Glenogil Estate is situated within the beautiful highlands of Angus, positioned between Glen Clova and Glen Lethnot, and has been visited for the past three years by German scientists examining biodiversity in Scotland. The team studying the moor, led by Dr Daniel Hoffman, from the Game Conservancy Deutschland, have counted an extra 35 species since its first survey in 2015. This includes endangered “red list” birds such as curlew, lapwing, black grouse, merlin and mountain hares, the latter typically culled in some moors, but not at Glenogil. Dr Daniel Hoffman, said the numbers were entirely the result of habitat and predator management, in particular heather burning and the control of animals including foxes, crows and stoats.
The first two years of the project were concentrated on understanding the ecosystem of the grouse moor, all of it’s different areas and the habitat diversity.

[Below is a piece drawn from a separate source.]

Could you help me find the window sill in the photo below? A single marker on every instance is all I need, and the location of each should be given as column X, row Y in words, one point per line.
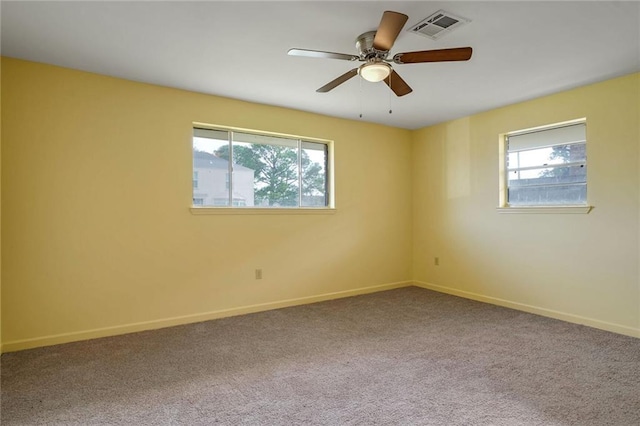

Special attention was paid to habitats used by the bird species, and as a result, 103 bird species have now been recorded. Not all the birds breed on the estate, but the environment provides nesting during migration and foraging for the wildlife, helping the numbers grow.
The main aim of the research was to demonstrate that you need good habitat management and predation control to ensure a high level of biodiversity of various species. The team at Glenogil are aware that land management is changing on moorland estates, especially for the gamekeepers, who often receive a lot of observation over their methods of conservation. Dr Hoffman’s work is helping prove that the methods of conservation are beneficial to preserving wildlife.
Danny Lawson, head gamekeeper at Glenogil Estate, said: “Land management, especially for gamekeepers on moorland estates, has never been under closer scrutiny. Much has changed in the sector over the last 15 years including at Glenogil, and it is only fair that we recognise where our management is creating a rich tapestry of wildlife".